AES Side-Channel Attacks: Cache Timing and Power Analysis Vulnerabilities

Introduction

While AES is mathematically secure, real-world implementations leak information through physical side channels: timing, power consumption, and electromagnetic radiation. Understanding these attacks is essential for secure implementation.

AES Algorithm Review

Structure

AES-128 processes 128-bit blocks using 10 rounds:

def aes_encrypt(plaintext, key):
    """
    AES-128 encryption
    """
    state = plaintext
    round_keys = key_expansion(key)  # Generate 11 round keys

    # Initial round
    state = add_round_key(state, round_keys[0])

    # Main rounds (9 rounds)
    for round_num in range(1, 10):
        state = sub_bytes(state)        # S-box substitution
        state = shift_rows(state)       # Row permutation
        state = mix_columns(state)      # Column mixing
        state = add_round_key(state, round_keys[round_num])

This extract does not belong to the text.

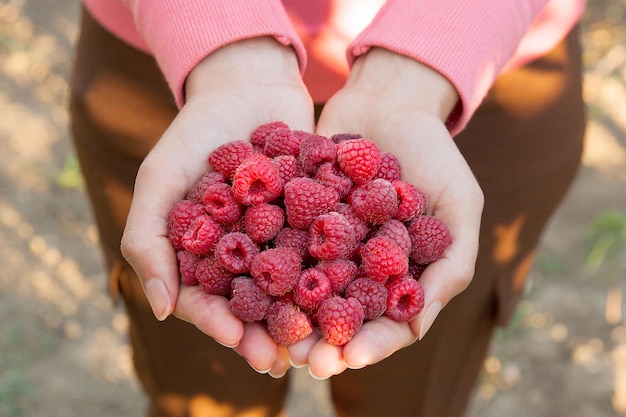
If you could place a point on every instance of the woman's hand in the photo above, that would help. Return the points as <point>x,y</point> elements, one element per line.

    # Final round (no MixColumns)
    state = sub_bytes(state)
    state = shift_rows(state)
    state = add_round_key(state, round_keys[10])

    return state

S-Box Lookup

The S-box is the only non-linear component:

# Rijndael S-box (256 bytes)
SBOX = [
    0x63, 0x7c, 0x77, 0x7b, 0xf2, 0x6b, 0x6f, 0xc5,
    # ... (256 total values)
]

def sub_bytes(state):
    """Apply S-box to each byte"""
    return bytes([SBOX[b] for b in state])

Vulnerability: Table lookups leak information through cache timing!

Cache-Timing Attacks

CPU Cache Basics

Modern CPUs use multi-level caches:

L1: 32 KB, ~4 cycles
L2: 256 KB, ~12 cycles
L3: 8 MB, ~40 cycles
RAM: GB, ~200 cycles

Cache line: 64 bytes loaded together

Vulnerability in Table-Based AES

Standard implementation uses pre-computed tables:

# T-tables for fast AES (per-round lookup tables)
T0 = [
    0xc66363a5, 0xf87c7c84, 0xee777799, 0xf67b7b8d,
    # ... 256 entries of 32-bit values
]

def aes_round_fast(state, round_key):
    """
    Fast AES using T-tables
    VULNERABLE to cache timing!
    """
    result = [0] * 16

    for i in range(4):
        result[4*i:4*i+4] = (
            T0[state[4*i]] ^
            T1[state[4*i+1]] ^
            T2[state[4*i+2]] ^
            T3[state[4*i+3]] ^
            round_key[4*i:4*i+4]
        )

    return bytes(result)

Attack Mechanism

Observation: Table access time depends on cache state.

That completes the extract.